Here is the thing though.... cus my site is image-based and has a lot of
easy to link pictures I find my photographs all over the place. Many
sites are in languages that I cannot understand. I could translate but
what am I going to do. The one that really annoys me is the one I
discuss above that I will not refer to by name but I get whole pages
full of my pictures but I am unable to check them out because I have to
register to look at the content. I mean how insulting is that that there
is this company allowing pilfered images on their site that the author
is not allowed to view.
Thing is, as I watch videos on that well known video site, now littered
with adverts, and I do wonder just how much royalty is passed back to
the authors. I mean a guy that does a feature on a certain computer and
then inserts photographic content without any credit to the authors
surely is in breach of copyright. And yet I doubt the main distributor
monitors this. I am not going to bang on about this but a number of
companies now are being scrutinised for their publishing power in the
way they allow users to distribute content, and yet they seem to be
taking the old n'ster type stance that they are simply holding file
sharing for users and have limited responsibility for the content. I
actually don't buy that, simply that so many similar organisations were
taken down for the very same activity.
AND SO.... these companies do owe a responsibility to say me, given that
I have no control over how they circulate my images. The extreme being
that a linked picture could be being used to promote something that I
have no agreement with and so get tainted by the content. When it is a
private individual doing this I can kinda be more sympathetic, but when
its a company that also links the content to these larger social media
sites I am not sure they should be simply piggy backing on the content
of someone else's ownership without at least advising the persons
concerned of their intention to distribute that content.
I am sure if I complained I may get an apology and the content removed
but all the companies seem to play the game that they react after the
event and have very little control over content before it is published.

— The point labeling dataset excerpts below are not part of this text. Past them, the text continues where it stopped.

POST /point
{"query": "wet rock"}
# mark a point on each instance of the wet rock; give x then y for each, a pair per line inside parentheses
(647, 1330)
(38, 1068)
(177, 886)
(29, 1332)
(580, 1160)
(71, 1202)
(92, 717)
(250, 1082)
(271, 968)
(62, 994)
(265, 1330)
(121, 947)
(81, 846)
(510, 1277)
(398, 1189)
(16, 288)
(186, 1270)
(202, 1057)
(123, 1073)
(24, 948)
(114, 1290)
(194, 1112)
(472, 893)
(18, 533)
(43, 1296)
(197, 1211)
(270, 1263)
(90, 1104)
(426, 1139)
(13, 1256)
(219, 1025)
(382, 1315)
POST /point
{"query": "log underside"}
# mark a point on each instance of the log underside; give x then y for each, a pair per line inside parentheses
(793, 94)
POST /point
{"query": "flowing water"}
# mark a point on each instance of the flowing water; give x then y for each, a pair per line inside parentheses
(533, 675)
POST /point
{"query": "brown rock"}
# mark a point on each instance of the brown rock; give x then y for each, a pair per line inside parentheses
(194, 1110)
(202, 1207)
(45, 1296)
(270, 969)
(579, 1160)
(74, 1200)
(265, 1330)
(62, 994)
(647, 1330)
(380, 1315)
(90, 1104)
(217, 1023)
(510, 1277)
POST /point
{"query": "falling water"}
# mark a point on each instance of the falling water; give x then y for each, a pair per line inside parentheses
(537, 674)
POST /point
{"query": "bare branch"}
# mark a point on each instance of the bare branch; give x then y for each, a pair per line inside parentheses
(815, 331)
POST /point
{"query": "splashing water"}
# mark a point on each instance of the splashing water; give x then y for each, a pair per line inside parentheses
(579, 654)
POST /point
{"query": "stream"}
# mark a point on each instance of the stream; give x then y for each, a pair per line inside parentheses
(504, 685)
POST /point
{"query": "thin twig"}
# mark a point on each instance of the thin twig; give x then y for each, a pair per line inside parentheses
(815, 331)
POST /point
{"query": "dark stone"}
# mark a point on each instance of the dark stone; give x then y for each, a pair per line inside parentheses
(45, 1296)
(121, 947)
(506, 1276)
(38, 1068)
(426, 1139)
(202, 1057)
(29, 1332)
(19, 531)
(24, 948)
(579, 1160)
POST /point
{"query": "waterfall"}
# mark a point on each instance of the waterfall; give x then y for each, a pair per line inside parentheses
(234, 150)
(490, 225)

And even then they hide behind this file sharing aspect of control that
seems to infer they are not the official publisher. Sorry but the stuff
is hanging on your walls guys and you put the wall their to be used. So
your responsibility.
This actually has wider implications if you have been following recent
discussions about the power of social media.
The way you find out by the way if content is being reproduced is just
to search by image using Google. The point is that if Google can provide
that facility then maybe they also have a way of stopping the processes.
Dunno. I'm sure that eventually there will have to be greater control
over the ease it would appear that others are able to simply link
content for their own benefit.
I guess in the end if you don't want to see the ripples of your efforts
then don't drop the stuff into the pond. Just that pond owners don't
seem to be making anything creative themselves other than for providing
the pond. And those using the pond tend to feed off the ebb and flow of
those who probably don't even know they are being taken advantage of.
If you know what I mean. Big companies getting fat on the unrewarded
efforts of others is what I am trying to say.
Anyway... bed me thinks. Not a great issue.